Open Groxx opened this issue 9 months ago • 11 comments

ToC:

  • What
  • Why
  • What do we do now

# What

Cadence has some somewhat-uncommon call patterns that seem to be causing major memory issues via yarpc when enough planets align:

  • We have many thousands of concurrent requests doing long-polls to acquire work (~1 minute each before it gives up and polls again)
    • These are mostly "small" responses, <0.5MB, and the graphs I'm looking at right now are averaging ~5KB.
  • We have occasional very large requests
    • These are essentially unbounded, but e.g. downloading a large workflow's history can very reasonably exceed tens of megabytes, and our replication-related requests are largely unlimited (they're tuned for throughput, e.g. hundreds of MB might be reasonable).
    • I'm not sure if we have any concrete numbers here, but I've seen single GC cycles release >10GB of memory. "large" can be safely assumed.

Internally, yarpc uses a shared global sync.Pool wrapper in internal/bufferpool: https://github.com/yarpc/yarpc-go/blob/7b06a1133668f3202bd63725db3c4254f0ce3c62/internal/bufferpool/bufferpool.go#L30
and it holds items for the full length of a unary request: https://github.com/yarpc/yarpc-go/blob/42ee4791e3485911edf07cc584d6dfd9ba5f847a/transport/tchannel/handler.go#L199-L200 and https://github.com/yarpc/yarpc-go/blob/7b06a1133668f3202bd63725db3c4254f0ce3c62/transport/grpc/handler.go#L176-L177
(Acquired when a call is received, defer-released after it finishes writing the response)

(Semi-related: I am curious how this behaves with streaming requests, as we are planning to switch to gRPC streaming eventually)

From pprof output, this bufferpool sometimes ends up dominating our inuse heap, and 48GB+ hosts can hit OOMs within about an hour of starting up from a single abnormal caller triggering a bad combination of calls.
A sample pprof during one of these instances shows ~38GB of inuse memory due to this pool, with many byte-slices that are well over 50MB (of the most-commonly-sampled ranges):

Image

(Both in-bound arrows are from call stacks that pass through this bufferpool, not from other stdlib-bytes.Buffer usage.
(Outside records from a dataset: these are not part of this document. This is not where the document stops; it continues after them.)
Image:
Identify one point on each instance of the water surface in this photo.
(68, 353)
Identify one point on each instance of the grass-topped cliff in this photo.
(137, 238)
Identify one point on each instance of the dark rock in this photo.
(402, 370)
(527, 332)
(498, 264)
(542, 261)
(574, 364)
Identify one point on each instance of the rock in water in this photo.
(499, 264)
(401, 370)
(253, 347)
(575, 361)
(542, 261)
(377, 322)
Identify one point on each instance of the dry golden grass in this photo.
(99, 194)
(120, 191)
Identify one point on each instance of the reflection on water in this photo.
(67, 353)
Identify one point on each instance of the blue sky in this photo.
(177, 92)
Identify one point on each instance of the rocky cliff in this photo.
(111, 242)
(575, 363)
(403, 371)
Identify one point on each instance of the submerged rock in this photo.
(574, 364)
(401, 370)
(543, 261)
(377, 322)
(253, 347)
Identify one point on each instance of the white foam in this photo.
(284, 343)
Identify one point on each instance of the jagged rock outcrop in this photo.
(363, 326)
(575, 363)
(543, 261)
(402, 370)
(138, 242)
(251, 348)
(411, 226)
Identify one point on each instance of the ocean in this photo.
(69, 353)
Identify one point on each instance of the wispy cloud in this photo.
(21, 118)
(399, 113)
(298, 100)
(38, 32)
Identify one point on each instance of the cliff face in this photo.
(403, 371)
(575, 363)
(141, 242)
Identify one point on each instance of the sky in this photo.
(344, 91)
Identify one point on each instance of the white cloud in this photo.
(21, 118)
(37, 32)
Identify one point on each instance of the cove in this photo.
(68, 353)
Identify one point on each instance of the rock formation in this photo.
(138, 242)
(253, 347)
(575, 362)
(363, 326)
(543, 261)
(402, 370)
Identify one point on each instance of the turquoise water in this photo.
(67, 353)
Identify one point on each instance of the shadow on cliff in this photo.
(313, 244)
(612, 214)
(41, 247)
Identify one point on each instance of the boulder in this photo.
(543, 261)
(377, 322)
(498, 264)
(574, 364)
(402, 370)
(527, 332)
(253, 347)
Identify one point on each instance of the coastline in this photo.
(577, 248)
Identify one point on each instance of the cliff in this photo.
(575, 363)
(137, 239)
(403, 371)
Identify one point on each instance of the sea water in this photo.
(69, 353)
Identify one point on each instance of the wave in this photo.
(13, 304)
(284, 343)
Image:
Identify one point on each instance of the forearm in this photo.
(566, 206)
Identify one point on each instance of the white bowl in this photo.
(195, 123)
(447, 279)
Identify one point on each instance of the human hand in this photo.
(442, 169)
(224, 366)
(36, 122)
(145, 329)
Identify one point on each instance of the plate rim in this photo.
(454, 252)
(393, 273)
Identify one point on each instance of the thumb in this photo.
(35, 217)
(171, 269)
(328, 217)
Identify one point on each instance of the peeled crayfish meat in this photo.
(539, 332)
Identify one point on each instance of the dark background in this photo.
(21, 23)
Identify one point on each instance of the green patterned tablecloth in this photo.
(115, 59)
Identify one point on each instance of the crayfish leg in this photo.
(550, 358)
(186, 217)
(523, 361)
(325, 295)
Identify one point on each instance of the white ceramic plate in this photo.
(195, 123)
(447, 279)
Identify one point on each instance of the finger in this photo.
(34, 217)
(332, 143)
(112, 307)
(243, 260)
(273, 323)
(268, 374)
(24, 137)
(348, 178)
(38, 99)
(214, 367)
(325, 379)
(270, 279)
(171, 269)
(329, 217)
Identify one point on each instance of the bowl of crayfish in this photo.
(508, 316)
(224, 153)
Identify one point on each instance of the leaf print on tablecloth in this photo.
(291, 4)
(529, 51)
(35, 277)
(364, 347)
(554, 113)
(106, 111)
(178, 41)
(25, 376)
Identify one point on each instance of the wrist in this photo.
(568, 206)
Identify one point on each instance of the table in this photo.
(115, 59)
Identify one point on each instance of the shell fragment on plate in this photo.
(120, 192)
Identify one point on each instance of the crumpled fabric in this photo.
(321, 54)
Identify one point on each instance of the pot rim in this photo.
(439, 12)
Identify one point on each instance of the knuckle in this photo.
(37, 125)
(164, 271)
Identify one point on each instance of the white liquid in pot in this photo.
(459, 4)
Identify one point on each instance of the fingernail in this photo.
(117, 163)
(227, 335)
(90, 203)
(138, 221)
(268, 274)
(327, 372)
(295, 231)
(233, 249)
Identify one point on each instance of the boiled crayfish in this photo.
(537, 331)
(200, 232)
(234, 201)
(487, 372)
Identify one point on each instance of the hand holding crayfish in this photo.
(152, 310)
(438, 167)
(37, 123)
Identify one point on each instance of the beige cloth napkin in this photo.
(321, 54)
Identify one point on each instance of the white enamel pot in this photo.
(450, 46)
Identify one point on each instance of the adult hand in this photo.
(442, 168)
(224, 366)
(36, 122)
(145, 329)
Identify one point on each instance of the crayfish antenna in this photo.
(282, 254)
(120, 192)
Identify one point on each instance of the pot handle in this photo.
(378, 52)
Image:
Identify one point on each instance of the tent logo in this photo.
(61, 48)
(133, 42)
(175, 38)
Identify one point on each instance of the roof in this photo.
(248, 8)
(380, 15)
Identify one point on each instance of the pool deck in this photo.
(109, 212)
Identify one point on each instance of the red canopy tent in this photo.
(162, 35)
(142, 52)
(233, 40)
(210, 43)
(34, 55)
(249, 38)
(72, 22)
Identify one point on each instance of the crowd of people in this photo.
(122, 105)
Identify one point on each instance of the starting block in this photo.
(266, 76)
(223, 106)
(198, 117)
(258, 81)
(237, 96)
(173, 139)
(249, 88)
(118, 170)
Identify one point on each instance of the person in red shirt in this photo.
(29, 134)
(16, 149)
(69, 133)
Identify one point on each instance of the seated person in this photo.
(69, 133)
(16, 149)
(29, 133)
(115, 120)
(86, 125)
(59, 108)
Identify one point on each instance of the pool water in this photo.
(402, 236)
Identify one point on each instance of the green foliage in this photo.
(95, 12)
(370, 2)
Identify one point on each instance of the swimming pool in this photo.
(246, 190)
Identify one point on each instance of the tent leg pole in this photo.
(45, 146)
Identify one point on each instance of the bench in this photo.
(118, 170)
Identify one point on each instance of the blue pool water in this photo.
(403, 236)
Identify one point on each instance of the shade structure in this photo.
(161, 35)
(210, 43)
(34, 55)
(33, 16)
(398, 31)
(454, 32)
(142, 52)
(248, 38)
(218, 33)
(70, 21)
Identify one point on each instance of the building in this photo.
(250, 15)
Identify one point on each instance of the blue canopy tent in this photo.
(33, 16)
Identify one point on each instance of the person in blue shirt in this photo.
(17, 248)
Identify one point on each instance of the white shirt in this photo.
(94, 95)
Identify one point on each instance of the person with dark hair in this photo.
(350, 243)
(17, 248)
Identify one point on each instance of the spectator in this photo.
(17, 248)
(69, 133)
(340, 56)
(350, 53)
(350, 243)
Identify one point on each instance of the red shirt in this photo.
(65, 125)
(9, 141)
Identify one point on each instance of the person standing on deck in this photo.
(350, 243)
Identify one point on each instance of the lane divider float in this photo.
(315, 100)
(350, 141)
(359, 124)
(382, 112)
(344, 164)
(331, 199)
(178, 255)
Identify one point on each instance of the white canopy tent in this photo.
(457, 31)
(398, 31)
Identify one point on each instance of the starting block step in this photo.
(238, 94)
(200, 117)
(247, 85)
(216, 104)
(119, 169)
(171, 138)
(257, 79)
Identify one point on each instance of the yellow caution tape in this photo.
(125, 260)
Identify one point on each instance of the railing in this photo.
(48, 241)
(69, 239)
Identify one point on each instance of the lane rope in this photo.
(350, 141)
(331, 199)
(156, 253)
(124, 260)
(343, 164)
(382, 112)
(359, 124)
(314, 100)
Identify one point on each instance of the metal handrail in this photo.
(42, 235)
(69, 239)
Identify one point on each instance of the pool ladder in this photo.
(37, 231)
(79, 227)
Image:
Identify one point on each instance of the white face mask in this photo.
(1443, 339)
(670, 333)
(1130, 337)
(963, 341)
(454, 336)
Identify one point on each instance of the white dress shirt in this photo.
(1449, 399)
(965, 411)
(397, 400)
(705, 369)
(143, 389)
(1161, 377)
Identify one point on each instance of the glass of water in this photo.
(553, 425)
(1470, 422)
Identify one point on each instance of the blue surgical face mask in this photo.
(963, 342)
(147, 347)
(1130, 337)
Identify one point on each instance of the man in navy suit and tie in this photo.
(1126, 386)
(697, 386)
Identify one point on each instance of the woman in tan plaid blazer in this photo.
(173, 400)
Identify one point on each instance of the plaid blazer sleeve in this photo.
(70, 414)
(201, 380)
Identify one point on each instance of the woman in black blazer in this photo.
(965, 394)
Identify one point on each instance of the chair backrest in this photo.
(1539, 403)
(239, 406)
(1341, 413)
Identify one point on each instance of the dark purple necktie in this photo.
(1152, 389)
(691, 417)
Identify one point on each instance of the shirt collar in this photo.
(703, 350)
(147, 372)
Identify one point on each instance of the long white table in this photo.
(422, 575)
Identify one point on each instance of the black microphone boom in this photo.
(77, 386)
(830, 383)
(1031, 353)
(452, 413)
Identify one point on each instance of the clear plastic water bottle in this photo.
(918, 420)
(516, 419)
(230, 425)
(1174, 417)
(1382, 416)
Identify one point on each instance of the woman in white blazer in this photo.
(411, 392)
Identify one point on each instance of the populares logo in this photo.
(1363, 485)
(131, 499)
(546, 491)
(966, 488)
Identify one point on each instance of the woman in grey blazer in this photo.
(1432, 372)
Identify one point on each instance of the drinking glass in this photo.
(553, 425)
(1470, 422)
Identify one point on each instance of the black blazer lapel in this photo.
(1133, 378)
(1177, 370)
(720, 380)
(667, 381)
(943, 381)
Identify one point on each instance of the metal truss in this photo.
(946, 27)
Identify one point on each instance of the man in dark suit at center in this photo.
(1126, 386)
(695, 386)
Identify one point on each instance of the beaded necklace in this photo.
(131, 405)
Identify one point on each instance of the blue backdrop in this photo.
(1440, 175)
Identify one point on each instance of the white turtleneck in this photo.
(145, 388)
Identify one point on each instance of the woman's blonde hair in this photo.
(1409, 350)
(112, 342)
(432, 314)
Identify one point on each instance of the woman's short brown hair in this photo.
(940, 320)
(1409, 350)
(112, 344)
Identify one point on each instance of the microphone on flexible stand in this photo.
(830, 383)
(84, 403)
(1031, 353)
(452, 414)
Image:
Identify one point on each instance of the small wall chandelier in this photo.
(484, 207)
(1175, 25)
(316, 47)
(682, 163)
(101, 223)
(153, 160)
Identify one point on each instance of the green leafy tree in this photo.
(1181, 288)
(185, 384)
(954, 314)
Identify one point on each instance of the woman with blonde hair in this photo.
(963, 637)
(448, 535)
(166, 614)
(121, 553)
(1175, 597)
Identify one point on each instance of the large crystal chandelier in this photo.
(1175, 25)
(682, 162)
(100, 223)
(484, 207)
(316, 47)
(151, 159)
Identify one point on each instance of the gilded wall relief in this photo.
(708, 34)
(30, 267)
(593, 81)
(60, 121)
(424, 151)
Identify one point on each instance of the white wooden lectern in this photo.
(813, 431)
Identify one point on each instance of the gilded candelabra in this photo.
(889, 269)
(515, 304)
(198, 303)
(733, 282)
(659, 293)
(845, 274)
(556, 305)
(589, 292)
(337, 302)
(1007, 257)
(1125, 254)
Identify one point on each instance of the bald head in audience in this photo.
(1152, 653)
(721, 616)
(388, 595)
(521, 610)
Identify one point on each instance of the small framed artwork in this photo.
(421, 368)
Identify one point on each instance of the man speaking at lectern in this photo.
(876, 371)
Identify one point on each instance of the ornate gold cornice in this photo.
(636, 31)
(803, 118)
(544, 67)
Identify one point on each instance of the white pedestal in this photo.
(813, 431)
They're just not included in the screenshot because they are rendered very far away)


# Why

For Cadence's purposes this bufferpool-using behavior means "thousands of held buffers for ~1m", and roughly never having "idle" time with few requests where it could release these objects. Poll requests restart themselves essentially immediately in nearly all cases, so our concurrently-running request count has a roughly constant baseline in the tens of thousands.
When combined with our occasional large requests, I believe what's happening is:

  • A small buffer is created to handle a poll
  • This ~never gets GC'd, so when it handles a random "large" request it grows to match (several megabytes)
  • ... because it never gets GC'd, it keeps holding megabytes when it usually handles only a few kilobytes, essentially for the rest of the process's lifetime
  • ... and eventually all long-poll-using buffers go through this cycle, gradually growing them all (randomly).

Some may be freed after a burst of other requests complete of course, but this isn't something we can control and it doesn't seem to be able to keep up in some situations.

This is all probably made worse by sync.Pool's "it takes 2 GC cycles of no use to actually free memory" design, combined with infrequent GCs and lots and lots of requests.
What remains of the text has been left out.